TABLE 1. Sequences for oligonucleotides used in ssDNA template preparation, rolling circle amplification, PCR amplification check and Sanger sequencing.
Results & discussion
The initial oligonucleotide containing 80 nucleotides was selected for our experiment, as the circularized template exhibits maximum amplification efficiency for this size (Joffroy et al., 2018). The formation of circular DNA was confirmed using 15% acrylamide/8 M urea denaturing gel (Figure 1A; Supplementary Figure S1A, B). The size discrepancy between marker and ssDNA (Figure 1A; Supplementary Figure S1A) may be due to base composition bias of ssDNA causing differential mobility. The reaction mixture of circularization was treated with a single-strand specific nuclease, Exonuclease T. Unreacted linear ssDNA found in lane 3 of Supplementary Figure S1B was digested and not found in lane 5, which showed only circular DNA was left. Alternatively, Exonuclease I may be more effective for ssDNA containing C nucleotide(s). After removing linear ssDNA, RCA was employed for 1 h to SCA31 (repeat unit is TTGGA) and M13_90mer circular DNA (control). Ladder like pattern (Kuhn and Frank-Kamenetskii, 2005) was observed for control (M13_90mer) and smear was observed for concatenated repeat sequence showing the success of RCA (Figure 1B). In order to produce a longer repeat sequence, the RCA reaction was extended to 12 h; consequently, extremely large RCA products were obtained, which were concatemers of the repeat DNA (Figure 1C). DNA ranging from 2 to 3 kbp was cut out from the randomly elongated RCA products and cloned into pIRES vector (Figure 1D). Sanger sequence result for one clone confirmed at least 90-unit repeats of TGGAA from the 5′ end (Figure 2A) and 180-unit repeats of TTCCA from the 3’ end (Figure 2B). The same procedure was applied for the BAFME1 repeat (repeat unit is TTTCA). Figure 1E white boxes shows that inserts of about 600 bp (Lane 4-5) and about 900 bp (Lane 8-9) were cloned in the pIRES vector. We confirmed the sequence of one clone and found that the insert contained at least 80-unit repeats of TTTCA (Figure 2C). These results show the reproducibility of this method; repetitive sequences of different repeat sequences with various unit lengths could be generated by RCA and be cloned into plasmid vectors.
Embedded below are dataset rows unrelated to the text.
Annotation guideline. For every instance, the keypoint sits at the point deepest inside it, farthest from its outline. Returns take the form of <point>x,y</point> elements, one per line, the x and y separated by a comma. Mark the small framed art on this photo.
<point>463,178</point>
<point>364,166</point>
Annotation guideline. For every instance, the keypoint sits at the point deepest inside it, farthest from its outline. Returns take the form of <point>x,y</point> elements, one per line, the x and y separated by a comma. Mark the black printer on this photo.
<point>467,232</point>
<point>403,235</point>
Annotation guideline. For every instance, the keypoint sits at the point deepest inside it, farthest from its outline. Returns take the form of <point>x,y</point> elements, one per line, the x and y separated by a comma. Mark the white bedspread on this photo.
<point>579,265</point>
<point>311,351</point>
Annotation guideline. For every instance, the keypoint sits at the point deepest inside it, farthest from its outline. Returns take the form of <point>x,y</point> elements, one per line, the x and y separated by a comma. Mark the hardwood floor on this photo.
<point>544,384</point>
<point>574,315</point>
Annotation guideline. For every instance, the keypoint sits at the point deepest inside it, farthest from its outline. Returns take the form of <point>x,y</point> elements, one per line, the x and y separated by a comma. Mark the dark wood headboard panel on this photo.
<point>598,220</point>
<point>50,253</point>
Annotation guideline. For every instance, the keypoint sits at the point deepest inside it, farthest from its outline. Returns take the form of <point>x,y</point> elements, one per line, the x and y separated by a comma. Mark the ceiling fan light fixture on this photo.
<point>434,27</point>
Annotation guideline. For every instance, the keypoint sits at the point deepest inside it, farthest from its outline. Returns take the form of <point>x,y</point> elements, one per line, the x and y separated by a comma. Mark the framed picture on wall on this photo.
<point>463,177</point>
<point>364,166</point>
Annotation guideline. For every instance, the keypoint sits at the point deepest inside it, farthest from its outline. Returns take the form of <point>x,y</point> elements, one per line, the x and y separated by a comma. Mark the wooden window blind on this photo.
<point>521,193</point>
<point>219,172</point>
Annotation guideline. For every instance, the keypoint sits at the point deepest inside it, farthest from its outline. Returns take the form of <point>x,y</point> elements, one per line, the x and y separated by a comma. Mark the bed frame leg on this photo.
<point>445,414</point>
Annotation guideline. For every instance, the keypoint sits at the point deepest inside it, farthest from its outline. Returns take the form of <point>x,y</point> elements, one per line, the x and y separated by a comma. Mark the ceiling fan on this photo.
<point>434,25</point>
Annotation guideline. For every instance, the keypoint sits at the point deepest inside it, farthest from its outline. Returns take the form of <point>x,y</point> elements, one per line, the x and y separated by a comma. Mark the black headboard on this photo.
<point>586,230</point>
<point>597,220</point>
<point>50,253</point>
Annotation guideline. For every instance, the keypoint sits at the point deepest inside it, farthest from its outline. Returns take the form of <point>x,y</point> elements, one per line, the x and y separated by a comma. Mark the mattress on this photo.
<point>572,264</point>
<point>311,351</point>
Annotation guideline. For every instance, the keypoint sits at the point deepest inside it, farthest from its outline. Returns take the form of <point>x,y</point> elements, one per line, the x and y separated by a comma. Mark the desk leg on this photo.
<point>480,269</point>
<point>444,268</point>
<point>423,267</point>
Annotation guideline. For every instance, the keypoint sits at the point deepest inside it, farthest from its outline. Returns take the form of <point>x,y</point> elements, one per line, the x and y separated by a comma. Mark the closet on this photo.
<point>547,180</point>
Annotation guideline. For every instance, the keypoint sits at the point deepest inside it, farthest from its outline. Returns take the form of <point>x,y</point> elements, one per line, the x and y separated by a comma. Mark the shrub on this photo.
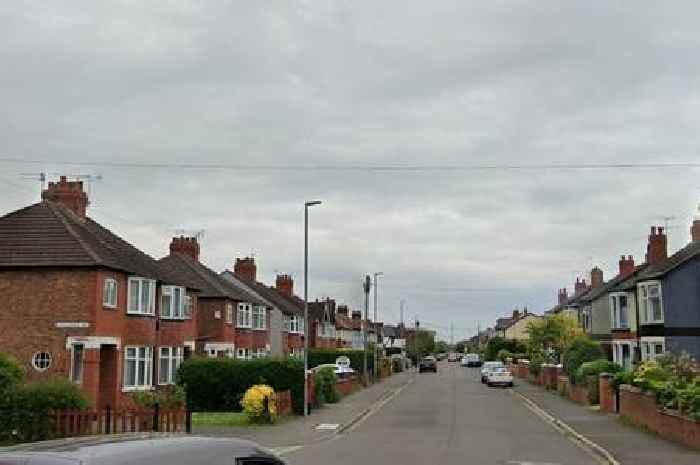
<point>27,408</point>
<point>581,350</point>
<point>259,404</point>
<point>324,386</point>
<point>218,385</point>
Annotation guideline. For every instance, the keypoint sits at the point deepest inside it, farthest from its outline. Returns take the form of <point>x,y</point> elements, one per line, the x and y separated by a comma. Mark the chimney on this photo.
<point>695,228</point>
<point>626,266</point>
<point>657,252</point>
<point>596,278</point>
<point>69,194</point>
<point>186,246</point>
<point>245,269</point>
<point>563,296</point>
<point>285,284</point>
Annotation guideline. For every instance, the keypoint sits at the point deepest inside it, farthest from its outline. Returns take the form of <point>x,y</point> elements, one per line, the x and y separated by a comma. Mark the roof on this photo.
<point>48,234</point>
<point>271,296</point>
<point>207,280</point>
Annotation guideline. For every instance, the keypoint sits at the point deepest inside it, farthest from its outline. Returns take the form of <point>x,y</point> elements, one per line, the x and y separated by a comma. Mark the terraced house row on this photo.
<point>647,309</point>
<point>76,300</point>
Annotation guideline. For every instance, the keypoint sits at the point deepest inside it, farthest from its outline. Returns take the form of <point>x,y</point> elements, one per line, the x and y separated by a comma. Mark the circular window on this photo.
<point>41,361</point>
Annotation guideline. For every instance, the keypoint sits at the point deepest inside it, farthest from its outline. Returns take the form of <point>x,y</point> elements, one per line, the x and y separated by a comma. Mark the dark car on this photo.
<point>428,364</point>
<point>148,449</point>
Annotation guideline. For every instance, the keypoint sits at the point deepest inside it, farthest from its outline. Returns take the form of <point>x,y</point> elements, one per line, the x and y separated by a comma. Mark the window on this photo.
<point>109,293</point>
<point>259,317</point>
<point>243,318</point>
<point>76,363</point>
<point>243,354</point>
<point>173,302</point>
<point>170,359</point>
<point>619,311</point>
<point>653,348</point>
<point>651,310</point>
<point>138,368</point>
<point>41,361</point>
<point>142,296</point>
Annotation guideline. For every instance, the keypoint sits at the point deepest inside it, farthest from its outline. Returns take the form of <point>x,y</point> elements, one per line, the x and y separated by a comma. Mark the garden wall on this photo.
<point>640,409</point>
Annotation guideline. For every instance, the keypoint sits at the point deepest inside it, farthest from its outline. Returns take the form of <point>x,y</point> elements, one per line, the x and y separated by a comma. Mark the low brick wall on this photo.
<point>606,394</point>
<point>640,409</point>
<point>284,402</point>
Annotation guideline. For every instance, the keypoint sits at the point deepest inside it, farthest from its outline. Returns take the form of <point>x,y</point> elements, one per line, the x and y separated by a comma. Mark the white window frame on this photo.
<point>259,318</point>
<point>648,345</point>
<point>144,308</point>
<point>616,310</point>
<point>173,357</point>
<point>176,297</point>
<point>244,315</point>
<point>77,378</point>
<point>109,293</point>
<point>644,311</point>
<point>147,360</point>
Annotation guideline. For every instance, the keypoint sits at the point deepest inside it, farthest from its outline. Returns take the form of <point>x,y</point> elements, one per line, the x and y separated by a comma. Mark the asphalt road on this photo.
<point>444,419</point>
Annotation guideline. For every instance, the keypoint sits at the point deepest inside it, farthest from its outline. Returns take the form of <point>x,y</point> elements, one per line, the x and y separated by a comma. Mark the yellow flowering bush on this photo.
<point>259,404</point>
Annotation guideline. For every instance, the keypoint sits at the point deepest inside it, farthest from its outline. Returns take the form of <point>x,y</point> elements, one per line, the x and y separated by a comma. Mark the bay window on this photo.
<point>142,296</point>
<point>173,302</point>
<point>169,359</point>
<point>138,368</point>
<point>259,317</point>
<point>650,302</point>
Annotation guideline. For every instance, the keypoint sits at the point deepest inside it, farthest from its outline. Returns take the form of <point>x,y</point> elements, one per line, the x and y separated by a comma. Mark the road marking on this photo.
<point>591,448</point>
<point>327,426</point>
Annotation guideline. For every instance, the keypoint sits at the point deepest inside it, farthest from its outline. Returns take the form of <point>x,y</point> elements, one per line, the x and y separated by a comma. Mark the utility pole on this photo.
<point>367,286</point>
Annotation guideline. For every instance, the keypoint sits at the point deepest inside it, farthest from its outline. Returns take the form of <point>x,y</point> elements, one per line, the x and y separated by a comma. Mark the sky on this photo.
<point>225,116</point>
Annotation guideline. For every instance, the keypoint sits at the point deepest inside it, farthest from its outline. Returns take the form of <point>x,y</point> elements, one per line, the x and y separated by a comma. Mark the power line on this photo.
<point>357,167</point>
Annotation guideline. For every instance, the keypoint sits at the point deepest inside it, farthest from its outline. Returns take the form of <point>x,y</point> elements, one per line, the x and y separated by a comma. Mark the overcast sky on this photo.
<point>333,84</point>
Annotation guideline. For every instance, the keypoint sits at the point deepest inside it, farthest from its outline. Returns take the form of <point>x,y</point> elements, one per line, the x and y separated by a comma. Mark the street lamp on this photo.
<point>376,332</point>
<point>306,302</point>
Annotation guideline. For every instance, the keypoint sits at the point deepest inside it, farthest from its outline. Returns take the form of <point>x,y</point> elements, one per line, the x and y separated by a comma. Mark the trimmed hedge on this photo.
<point>324,356</point>
<point>219,384</point>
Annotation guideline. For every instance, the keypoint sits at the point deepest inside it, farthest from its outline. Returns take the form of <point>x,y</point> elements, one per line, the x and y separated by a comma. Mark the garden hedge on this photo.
<point>218,384</point>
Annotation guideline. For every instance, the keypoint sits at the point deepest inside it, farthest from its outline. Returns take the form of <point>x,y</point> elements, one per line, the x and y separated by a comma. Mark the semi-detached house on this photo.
<point>231,321</point>
<point>79,302</point>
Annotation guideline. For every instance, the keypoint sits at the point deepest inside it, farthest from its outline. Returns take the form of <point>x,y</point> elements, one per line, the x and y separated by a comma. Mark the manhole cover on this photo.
<point>327,426</point>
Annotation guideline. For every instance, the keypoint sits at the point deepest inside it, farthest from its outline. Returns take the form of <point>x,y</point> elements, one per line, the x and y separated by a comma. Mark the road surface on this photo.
<point>443,419</point>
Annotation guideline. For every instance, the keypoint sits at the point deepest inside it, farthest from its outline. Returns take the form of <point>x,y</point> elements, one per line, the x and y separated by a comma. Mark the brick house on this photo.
<point>231,321</point>
<point>286,311</point>
<point>79,302</point>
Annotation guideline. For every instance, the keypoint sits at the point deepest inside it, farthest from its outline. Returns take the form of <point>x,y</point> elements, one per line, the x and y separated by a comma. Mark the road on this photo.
<point>444,419</point>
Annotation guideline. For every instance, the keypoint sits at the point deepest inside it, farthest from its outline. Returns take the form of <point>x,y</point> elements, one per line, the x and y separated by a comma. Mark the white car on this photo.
<point>499,376</point>
<point>487,367</point>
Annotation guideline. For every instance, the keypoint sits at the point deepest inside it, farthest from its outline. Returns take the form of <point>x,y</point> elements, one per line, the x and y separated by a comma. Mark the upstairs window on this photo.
<point>142,296</point>
<point>173,302</point>
<point>651,305</point>
<point>109,293</point>
<point>259,317</point>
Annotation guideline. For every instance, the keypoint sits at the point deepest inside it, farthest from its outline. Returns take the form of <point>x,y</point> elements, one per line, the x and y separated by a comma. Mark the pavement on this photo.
<point>447,418</point>
<point>627,444</point>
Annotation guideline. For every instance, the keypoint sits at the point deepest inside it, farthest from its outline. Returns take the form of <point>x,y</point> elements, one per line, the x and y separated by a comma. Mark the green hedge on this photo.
<point>218,385</point>
<point>324,356</point>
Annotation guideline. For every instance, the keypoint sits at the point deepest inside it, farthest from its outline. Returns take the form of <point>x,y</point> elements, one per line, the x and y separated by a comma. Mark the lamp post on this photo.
<point>376,331</point>
<point>306,302</point>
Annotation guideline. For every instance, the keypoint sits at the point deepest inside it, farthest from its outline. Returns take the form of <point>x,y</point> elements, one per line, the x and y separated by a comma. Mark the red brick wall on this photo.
<point>640,408</point>
<point>32,301</point>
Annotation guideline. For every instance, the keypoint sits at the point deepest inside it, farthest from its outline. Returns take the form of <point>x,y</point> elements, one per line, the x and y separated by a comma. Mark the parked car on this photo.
<point>428,363</point>
<point>151,449</point>
<point>471,360</point>
<point>499,376</point>
<point>488,366</point>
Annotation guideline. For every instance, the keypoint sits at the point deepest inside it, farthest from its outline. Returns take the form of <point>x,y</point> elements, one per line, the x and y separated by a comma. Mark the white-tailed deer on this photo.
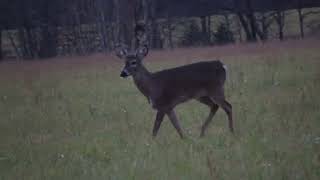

FIGURE 1. (A) CircLigase II ssDNA ligase converted 80 nt linear ssDNA oligos into circular ssDNA. Lane 1. pUC19 DNA/MspI (HpaII) Marker (Thermo Scientific); Lane 2. 80 nt linear ssDNA oligos (upper band); Lane 3. Unreacted 80 nt linear ssDNA oligos (upper band), and 80 nt circular ssDNA product (lower band). (B) RCA products after 1 h incubation. Lane 1. Size maker, Gene Ladder Wide 1 (0.1–20 kbp) (Nippon genetics co. 313-06961); Lane 2,3,5,6. RCA for SCA31; Lane 4,7. RCA for M13_90mer. (C) RCA products after 12 h incubation. Lane 1. Size maker, Gene Ladder 100 (0.1-2 kbp) (Nippon genetics co. 316-06951); Lane 2. RCA for SCA31 (12 h); Lane 3. RCA digested with 5 U mung bean nuclease and 0.5 U nuclease P1. (D) Size analysis of the TGGAA plasmids. Lane 1. Size maker, Gene Ladder Wide 1 (0.1–20 kbp) (Nippon genetics co. 313-06961); Lane 2. Restriction digestion of pIRES plasmid (control) using NheI-HF and EcoRI-HF. Lane 3-6. Restriction digestion of TGGAA plasmid obtained from four different clones using NheI-HF and EcoRI-HF. Inserts were shown in a white box. (E) Size analysis of the of TTTCA plasmids. Lane 1. Size maker, Gene Ladder Wide 1 (0.1-20 kbp) (Nippon genetics co. 313-06961); Lane 2,6. Undigested plasmids; Lane 3,7. Restriction digestion of pIRES plasmid (control) using NheI-HF and EcoRI-HF. Lane 4,5,8,9. Restriction digestion of TTTCA plasmids obtained from four different clones using NheI-HF and EcoRI-HF. Inserts were shown in white boxes. Lane 10. Size maker, Gene Ladder 100 (0.1–2 kbp) (Nippon genetics co. 316-06951).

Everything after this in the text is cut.